One of the first, easiest go-tos for the beverage list was sake, which he likens to the fermented rice wine you would drink in Vietnam or Laos. (Currently, the list is set to includes eight to 10 wines at a time, so far in twos—two sakes, two pétillant naturels, two traditional-method wines).

Because of its aromatic complexity, Southeast Asian food does well with bright, crisp, highly acidic white wines—so sauvignon blancs or dry grüner veltliners. They’re a perfect match for spicy Thai, Lao, and Vietnamese food, bursting with basil and mint and the high notes of keffir lime, ginger, galangal, and funky punches.

A bottle of sake and gruner white wine on a steel table.
Drunken Whale sake is a lovely, lush, goes with anything sake. While grüner’s acidity complements Asian flavors well.

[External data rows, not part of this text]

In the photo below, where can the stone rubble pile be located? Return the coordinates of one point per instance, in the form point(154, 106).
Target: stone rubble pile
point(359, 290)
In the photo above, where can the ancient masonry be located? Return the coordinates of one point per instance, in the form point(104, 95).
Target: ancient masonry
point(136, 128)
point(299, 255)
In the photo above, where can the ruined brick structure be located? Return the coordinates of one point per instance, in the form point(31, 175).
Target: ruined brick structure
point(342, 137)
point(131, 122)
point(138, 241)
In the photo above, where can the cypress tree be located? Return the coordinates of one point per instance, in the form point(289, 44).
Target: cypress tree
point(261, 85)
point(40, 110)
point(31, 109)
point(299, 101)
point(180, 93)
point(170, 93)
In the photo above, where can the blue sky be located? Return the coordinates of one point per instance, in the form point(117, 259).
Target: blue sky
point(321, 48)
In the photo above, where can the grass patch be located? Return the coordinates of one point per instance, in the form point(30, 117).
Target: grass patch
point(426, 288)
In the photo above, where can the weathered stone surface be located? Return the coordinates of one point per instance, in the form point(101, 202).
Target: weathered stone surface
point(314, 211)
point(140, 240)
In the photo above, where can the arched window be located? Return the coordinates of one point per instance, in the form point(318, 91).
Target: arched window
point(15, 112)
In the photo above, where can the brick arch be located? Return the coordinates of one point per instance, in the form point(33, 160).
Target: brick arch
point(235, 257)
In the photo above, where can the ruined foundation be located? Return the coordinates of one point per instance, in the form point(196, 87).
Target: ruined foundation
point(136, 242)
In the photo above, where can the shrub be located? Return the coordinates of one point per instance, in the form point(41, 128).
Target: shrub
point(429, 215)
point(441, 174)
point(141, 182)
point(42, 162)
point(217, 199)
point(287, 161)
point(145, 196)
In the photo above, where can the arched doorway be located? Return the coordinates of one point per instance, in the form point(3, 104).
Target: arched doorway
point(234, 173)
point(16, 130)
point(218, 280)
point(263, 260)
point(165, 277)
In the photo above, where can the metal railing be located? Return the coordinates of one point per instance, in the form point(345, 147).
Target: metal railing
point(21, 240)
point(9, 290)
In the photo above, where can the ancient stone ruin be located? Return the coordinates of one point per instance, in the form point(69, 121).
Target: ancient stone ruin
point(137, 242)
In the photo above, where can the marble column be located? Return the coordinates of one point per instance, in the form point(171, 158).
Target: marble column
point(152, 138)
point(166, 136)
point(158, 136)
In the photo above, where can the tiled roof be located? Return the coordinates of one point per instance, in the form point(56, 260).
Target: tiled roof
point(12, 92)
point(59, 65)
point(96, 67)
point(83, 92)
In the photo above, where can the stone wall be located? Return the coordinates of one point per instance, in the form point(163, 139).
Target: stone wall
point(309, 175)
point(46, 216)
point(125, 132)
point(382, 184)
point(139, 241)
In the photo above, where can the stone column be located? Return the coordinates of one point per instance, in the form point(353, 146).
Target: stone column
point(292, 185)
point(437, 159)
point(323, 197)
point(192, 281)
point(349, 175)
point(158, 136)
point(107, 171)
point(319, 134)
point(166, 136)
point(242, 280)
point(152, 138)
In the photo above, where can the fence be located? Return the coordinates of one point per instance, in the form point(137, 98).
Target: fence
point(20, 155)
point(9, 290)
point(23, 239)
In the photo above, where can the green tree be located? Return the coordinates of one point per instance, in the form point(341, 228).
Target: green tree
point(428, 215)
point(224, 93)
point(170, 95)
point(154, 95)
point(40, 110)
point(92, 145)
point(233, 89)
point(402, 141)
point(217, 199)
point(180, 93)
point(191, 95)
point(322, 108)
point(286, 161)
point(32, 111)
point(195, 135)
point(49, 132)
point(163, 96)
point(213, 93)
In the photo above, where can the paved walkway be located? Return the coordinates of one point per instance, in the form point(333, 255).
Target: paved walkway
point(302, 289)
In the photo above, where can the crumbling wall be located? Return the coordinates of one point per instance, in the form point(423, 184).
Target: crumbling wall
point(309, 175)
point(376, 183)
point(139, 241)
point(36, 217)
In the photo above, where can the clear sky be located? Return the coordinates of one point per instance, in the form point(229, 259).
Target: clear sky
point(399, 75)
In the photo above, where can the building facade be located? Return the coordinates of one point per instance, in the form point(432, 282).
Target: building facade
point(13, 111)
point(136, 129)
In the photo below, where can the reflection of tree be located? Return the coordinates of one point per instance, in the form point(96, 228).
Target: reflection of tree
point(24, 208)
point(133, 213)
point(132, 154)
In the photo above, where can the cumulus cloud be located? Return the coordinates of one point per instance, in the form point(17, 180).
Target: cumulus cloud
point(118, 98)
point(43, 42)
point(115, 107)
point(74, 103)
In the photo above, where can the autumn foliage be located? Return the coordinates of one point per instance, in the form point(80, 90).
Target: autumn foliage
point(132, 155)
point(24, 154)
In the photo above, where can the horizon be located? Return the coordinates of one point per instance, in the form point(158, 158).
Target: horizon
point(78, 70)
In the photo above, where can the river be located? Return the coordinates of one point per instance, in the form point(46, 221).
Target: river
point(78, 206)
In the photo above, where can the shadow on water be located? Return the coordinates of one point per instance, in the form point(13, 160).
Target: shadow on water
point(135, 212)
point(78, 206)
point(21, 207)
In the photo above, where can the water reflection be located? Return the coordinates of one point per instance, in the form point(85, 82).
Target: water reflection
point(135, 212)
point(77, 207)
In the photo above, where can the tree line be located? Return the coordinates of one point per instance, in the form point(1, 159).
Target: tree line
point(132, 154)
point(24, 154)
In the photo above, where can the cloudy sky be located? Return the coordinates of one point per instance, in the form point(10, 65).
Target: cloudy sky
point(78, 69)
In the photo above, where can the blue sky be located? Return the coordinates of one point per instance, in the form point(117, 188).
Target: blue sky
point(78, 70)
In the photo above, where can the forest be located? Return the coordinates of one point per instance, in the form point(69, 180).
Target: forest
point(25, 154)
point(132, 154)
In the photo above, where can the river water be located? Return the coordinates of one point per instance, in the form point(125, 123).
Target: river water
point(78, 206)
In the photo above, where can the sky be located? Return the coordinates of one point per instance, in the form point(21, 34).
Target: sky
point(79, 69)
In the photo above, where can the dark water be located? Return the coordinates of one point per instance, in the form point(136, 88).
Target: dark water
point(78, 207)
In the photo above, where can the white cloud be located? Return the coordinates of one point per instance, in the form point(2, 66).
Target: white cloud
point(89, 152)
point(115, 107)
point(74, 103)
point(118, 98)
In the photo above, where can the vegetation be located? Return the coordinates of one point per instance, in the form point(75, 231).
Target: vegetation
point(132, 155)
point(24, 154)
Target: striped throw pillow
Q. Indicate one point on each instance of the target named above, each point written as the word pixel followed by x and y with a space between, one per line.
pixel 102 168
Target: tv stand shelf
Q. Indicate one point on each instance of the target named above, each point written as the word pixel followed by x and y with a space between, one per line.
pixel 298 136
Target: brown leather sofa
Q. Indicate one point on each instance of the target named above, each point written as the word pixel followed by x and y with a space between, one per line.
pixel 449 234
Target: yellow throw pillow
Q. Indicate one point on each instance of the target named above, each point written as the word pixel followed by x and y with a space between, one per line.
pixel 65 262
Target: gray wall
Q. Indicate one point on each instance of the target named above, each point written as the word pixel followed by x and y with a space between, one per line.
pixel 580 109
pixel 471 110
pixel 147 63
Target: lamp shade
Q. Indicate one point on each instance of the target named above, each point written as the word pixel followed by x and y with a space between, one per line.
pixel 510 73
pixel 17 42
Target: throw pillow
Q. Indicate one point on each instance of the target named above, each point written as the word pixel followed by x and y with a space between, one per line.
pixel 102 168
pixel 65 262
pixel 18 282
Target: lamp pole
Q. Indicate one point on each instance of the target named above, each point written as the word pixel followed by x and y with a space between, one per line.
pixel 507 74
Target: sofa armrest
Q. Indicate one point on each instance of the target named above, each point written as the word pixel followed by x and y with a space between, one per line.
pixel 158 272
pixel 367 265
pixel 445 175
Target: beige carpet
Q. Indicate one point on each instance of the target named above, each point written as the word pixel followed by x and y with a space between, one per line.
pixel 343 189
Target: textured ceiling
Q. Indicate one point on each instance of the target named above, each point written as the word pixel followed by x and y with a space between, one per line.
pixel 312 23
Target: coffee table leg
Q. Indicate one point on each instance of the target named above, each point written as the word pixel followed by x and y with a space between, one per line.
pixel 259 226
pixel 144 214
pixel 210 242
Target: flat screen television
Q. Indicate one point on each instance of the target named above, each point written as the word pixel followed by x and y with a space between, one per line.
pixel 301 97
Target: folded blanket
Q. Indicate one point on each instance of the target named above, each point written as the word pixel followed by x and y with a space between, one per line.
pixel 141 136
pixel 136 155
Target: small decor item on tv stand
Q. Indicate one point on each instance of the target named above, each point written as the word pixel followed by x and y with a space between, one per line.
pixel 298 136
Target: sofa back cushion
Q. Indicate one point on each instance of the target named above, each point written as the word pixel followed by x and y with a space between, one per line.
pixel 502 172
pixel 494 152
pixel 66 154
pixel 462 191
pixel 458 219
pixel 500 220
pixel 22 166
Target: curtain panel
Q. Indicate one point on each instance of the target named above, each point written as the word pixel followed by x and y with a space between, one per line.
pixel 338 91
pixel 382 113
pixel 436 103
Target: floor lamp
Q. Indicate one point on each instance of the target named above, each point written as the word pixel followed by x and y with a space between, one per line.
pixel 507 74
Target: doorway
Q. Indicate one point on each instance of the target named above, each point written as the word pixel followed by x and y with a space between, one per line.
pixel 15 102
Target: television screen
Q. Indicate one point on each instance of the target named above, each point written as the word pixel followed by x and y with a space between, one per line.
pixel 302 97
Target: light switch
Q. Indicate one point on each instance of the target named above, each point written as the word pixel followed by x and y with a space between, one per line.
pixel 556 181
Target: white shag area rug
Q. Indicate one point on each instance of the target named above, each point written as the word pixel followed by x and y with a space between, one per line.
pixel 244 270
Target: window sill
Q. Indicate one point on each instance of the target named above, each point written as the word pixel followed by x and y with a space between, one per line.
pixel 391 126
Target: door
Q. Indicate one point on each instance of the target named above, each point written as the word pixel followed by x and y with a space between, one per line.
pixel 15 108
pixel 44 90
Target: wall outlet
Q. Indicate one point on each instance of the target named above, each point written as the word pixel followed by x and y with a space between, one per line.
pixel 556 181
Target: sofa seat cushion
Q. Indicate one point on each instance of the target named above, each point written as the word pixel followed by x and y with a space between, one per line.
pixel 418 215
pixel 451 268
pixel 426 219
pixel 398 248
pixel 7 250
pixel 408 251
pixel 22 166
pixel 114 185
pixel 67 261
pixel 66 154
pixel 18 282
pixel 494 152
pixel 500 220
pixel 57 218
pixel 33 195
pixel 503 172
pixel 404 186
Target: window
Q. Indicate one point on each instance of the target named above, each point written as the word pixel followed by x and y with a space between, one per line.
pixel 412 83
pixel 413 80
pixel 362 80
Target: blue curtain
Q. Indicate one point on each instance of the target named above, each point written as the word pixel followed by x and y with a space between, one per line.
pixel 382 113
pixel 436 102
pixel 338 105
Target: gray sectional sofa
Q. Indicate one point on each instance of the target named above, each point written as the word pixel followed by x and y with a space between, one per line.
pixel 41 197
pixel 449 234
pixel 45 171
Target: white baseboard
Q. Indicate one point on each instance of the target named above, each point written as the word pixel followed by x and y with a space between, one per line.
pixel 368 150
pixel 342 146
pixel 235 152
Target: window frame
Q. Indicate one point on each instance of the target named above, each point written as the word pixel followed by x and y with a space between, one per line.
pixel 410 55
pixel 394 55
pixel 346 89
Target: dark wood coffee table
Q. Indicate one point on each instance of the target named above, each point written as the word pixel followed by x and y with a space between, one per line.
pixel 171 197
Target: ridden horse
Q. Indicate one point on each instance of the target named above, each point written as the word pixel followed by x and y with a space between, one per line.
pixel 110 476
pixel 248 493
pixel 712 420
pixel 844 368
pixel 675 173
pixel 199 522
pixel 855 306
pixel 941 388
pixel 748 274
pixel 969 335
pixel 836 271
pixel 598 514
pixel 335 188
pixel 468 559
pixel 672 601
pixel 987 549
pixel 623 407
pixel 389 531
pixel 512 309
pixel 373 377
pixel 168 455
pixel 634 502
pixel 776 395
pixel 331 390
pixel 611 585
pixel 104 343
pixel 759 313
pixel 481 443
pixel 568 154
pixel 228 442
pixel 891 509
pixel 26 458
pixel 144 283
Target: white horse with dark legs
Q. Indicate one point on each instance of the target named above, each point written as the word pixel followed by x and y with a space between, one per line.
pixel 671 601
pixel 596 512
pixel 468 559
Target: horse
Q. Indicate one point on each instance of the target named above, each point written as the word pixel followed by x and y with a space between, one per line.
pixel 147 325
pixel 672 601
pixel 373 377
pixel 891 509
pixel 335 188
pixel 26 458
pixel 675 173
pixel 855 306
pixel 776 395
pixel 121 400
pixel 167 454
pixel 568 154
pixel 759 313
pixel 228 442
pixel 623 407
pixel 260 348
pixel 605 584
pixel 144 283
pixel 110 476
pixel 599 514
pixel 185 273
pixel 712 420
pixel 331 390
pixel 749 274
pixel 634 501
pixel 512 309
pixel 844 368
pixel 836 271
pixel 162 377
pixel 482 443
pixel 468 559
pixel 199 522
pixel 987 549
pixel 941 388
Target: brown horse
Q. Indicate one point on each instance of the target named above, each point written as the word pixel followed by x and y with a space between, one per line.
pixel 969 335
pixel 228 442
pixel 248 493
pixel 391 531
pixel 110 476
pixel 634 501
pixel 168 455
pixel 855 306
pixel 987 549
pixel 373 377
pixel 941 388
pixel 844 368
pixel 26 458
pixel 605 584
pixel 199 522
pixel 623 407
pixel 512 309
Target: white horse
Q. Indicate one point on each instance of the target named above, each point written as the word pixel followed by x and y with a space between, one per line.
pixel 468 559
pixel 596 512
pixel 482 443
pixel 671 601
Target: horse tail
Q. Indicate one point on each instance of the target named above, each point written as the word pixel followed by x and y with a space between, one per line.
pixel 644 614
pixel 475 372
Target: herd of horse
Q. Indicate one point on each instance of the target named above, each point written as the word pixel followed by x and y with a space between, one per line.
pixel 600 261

At Khao, the list would not be complete without Beer Lao, the icon of drinking culture in Laos, the necessary accompaniment to any barbecue or road-side noodle-stall tabletop full of bowls. But Nguyen also recommends the bubbles and slightly funky flavors of low-AVB, effervescent pét-nats. Their more unusual flavors, the product of wild yeasts, are a plus. And with their light sourness, like sour beer, he considers them “the brother, sister, cousin to a beer in the wine world.” Think of pairing the funkier pét-nat with the funkier dishes—dishes with fermented fish sauce or aged meat, like Sirisavath’s addictive Lao sausage.

The bubbles of a beer or pét-nat, and the chill, makes it ideal now.



Nguyen will add some chillable reds to the list for summer—he’s specifically looking for the light, bouncy effects of carbonically macerated reds, which do well at a lower temperature—and orange (or skin-contact) wine, where the skin is allowed to stay on during fermentation, adding flavors without the tannins that might fight with the complexities of the food.

The first time Nguyen saw “legit wines and legit Asian food” paired together was in San Francisco, he says, and he’s since followed (and cheered) the trend on both coasts, in cities like Los Angeles and New York, where high-end and trendy hole-in-the-wall restaurants alike have been putting together beverage lists that function as an education in the possibilities.

“I’m no pro at this, but I try my best,” he says with a smile in his voice.

He would love to see drinkers experiment. If you’re pairing at home, “it’s not as complicated as you think,” he urges. At Bar & Garden and Khao, he enjoys his advisor role: anything he can do to advance the movement is worthwhile. People should feel empowered, he says, to “break the paradigm that [says that] Asian can’t be enjoyed with wine.”